Title VII’s Prohibitions
Title VII prohibits a covered employer from discriminating against an employee on the basis of race, color, religion, sex or national origin. This prohibition includes discrimination on the basis of the employee’s friendship with and/or advocacy on behalf of a member of a protected class.
Disparate Treatment And/Or Disparate Or Adverse Impact
A plaintiff of an employment discrimination case may use the theories of disparate treatment and/or disparate or adverse impact in order to prove a claim of unlawful Title VII discrimination. Disparate treatment (including mixed-motive) means different treatment and focuses on the employer’s discriminatory intent. Disparate or adverse impact, on the other hand, focuses on discriminatory results that come out of seemingly neutral and nondiscriminatory employment or practices.
Title VII prohibits covered employers from retaliating against an employee or applicant who opposes any practice that Title VII has made unlawful or makes a charge, testifies, assists or participates in any manner in an investigation, proceeding or hearing under Title VII. Courts have interpreted this prohibition against retaliation very broadly.
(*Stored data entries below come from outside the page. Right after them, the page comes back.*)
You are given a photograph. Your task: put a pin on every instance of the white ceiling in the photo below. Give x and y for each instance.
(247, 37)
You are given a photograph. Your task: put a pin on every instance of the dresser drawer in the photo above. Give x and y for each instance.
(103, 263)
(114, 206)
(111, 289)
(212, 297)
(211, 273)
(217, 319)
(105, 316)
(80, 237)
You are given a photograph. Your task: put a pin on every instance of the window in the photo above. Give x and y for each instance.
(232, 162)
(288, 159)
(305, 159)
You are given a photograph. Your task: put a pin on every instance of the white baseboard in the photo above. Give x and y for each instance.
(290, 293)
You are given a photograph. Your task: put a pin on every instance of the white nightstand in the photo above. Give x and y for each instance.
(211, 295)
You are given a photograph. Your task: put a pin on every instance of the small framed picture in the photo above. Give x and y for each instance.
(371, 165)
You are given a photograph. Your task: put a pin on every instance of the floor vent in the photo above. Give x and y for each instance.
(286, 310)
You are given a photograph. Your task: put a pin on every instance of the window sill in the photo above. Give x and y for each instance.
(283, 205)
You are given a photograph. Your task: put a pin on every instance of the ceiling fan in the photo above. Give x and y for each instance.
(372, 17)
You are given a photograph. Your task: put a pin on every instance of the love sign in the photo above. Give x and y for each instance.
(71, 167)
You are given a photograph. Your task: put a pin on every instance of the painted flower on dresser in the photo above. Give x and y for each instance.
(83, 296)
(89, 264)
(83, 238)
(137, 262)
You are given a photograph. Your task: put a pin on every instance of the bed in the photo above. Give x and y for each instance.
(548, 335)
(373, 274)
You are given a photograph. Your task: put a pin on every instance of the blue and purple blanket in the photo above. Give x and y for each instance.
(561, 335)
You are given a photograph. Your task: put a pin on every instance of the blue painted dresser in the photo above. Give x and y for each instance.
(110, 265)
Encompassed within Title VII’s prohibition of discrimination is a ban on harassment because of an employee’s protected classification. Notably, Title VII imposes liability against covered employers not only for harassment perpetrated by their own employees, but also for third-party harassment of which the employer is aware or approves. This includes a failure of the employer to investigate and remedy the third-party harassment after learning about it. Of course, although harassment is a form of discrimination, you do not need to prove discrimination in order to prove harassment.
Failure To Accommodate For Religion
In addition, Title VII requires covered employers to make reasonable accommodations – unless it would create an undue hardship – for one of the protected classifications: religion.